Can breaking down visual reasoning into three stages improve model performance?
This explores whether structuring visual reasoning through perception, situation, and norm stages—grounded in cognitive science—helps language models reason about socially complex scenes better than flat chain-of-thought approaches.
Cognitive Chain-of-Thought (CoCoT) introduces a three-stage prompting strategy for visual language models that mirrors how humans process socially complex scenes. Unlike flat CoT that treats reasoning as linear, CoCoT structures reasoning through progressively abstract interpretation stages grounded in cognitive science.
The three stages:
Perception (Embodied) — "Based on the image, describe what is directly observable." Anchors reasoning in concrete perceptual evidence. The model actively interprets rather than passively processing visual features.

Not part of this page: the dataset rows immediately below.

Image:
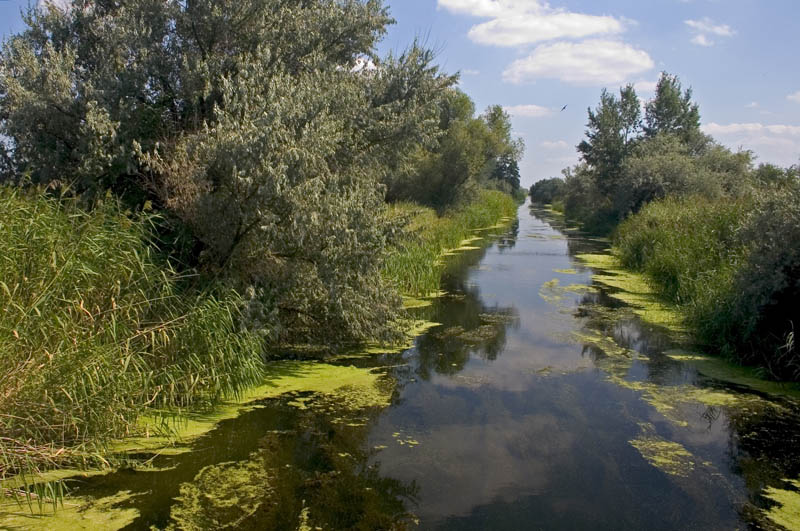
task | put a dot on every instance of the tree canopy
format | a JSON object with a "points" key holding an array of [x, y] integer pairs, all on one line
{"points": [[265, 127]]}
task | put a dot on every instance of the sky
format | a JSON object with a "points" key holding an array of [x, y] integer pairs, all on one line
{"points": [[533, 57]]}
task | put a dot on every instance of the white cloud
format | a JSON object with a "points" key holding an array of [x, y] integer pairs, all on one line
{"points": [[528, 111], [778, 143], [705, 27], [592, 62], [786, 130], [644, 86], [557, 145], [521, 22], [702, 40]]}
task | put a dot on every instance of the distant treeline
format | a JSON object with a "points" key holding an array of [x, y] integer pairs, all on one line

Situation (Embedded + Enactive) — "Based on the identified elements, determine the relationships or context among them." Captures social dynamics and contextual cues from lived interaction. Infers situational meaning beyond surface perception.
Norm (Extended) — "Based on the above reasoning stages, infer the most socially plausible interpretation." Reasons over socially constructed values and expectations that transcend the immediate context but remain grounded in prior interpretation.

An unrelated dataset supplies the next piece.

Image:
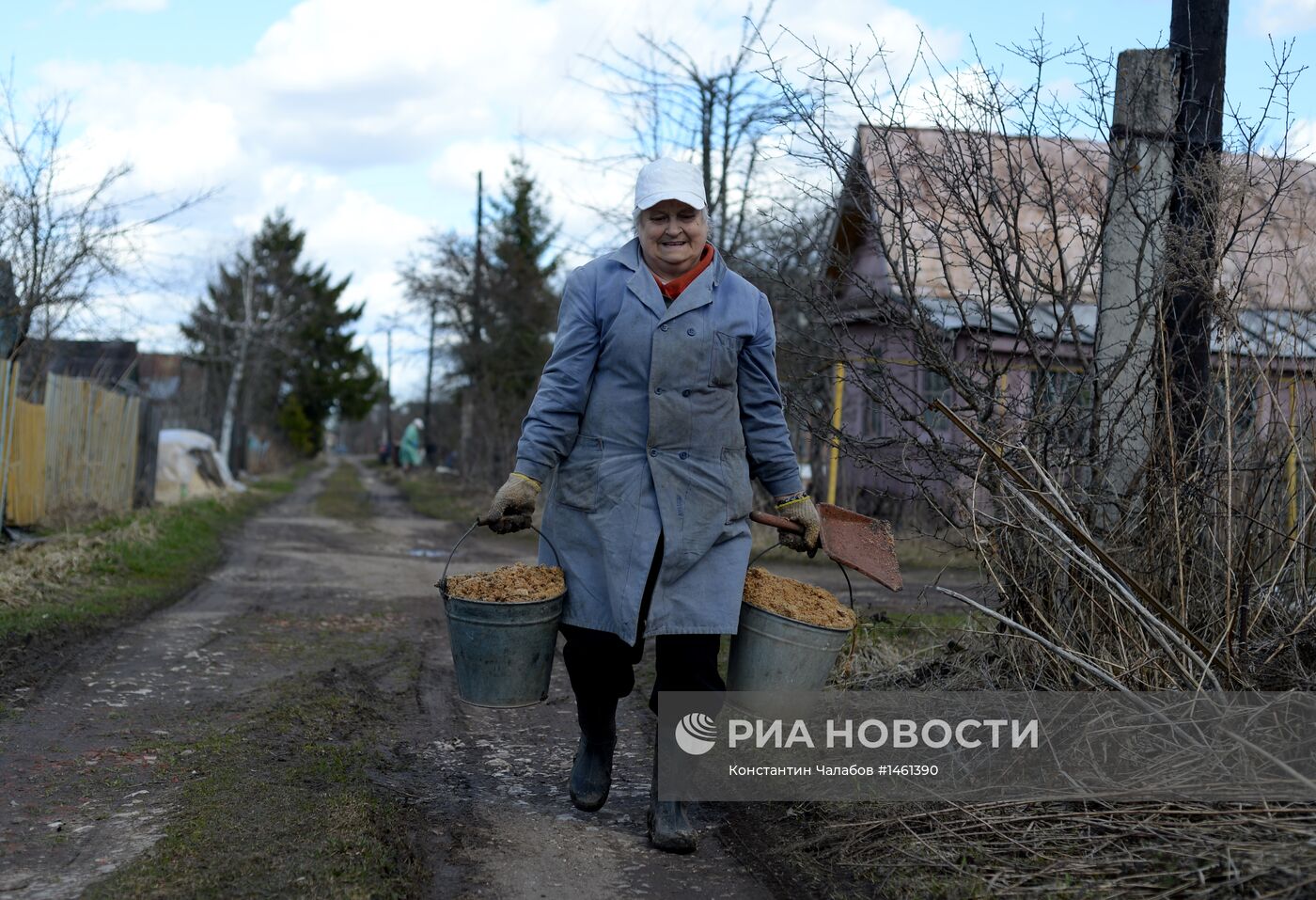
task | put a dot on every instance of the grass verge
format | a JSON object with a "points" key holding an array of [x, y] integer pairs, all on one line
{"points": [[86, 582], [283, 804], [344, 497]]}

The theoretical grounding is 4E cognition (Newen et al. 2018): cognition is Embodied (shaped by bodily interactions), Embedded (situated in environmental context), Enactive (emerging through action and interaction), and Extended (augmented by external tools and social structures). CoCoT maps each stage to a different cognitive dimension.

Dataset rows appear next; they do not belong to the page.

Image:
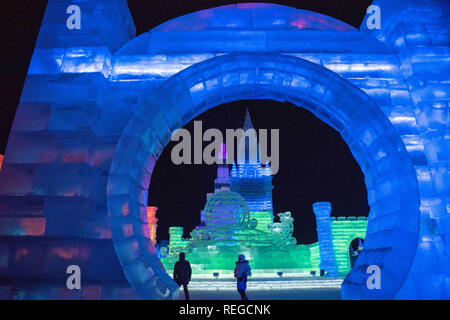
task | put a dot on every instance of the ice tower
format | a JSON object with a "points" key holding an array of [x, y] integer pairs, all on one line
{"points": [[252, 180], [99, 105]]}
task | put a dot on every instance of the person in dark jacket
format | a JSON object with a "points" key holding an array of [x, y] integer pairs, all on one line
{"points": [[182, 273], [241, 272]]}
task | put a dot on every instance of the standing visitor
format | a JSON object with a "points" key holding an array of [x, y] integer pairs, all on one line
{"points": [[182, 273], [241, 272]]}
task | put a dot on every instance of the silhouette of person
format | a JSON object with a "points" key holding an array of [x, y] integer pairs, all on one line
{"points": [[241, 272], [182, 273]]}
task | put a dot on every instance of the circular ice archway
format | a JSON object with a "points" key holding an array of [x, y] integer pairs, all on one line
{"points": [[391, 183]]}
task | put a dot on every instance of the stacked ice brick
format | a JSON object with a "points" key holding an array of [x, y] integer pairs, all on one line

Results: +8% average improvement over flat CoT and direct prompting across intent disambiguation, commonsense reasoning, and safety benchmarks. The improvement is specifically on socially complex visual tasks where bridging perception with norm-grounded judgment is essential.
Since Can reasoning topologies be formally classified as graph types?, CoCoT represents a different structural principle: not branching or graph traversal, but progressive abstraction within a linear chain. Each stage constrains the next — norms must be grounded in situations, which must be grounded in perceptions. This enforces interpretive coherence that flat CoT does not.
The connection to social reasoning is direct. Since Why do reasoning models struggle with theory of mind tasks?, social tasks may specifically benefit from cognitively structured scaffolding rather than more reasoning tokens. CoCoT's success on social benchmarks supports this: the structure matters more than the volume.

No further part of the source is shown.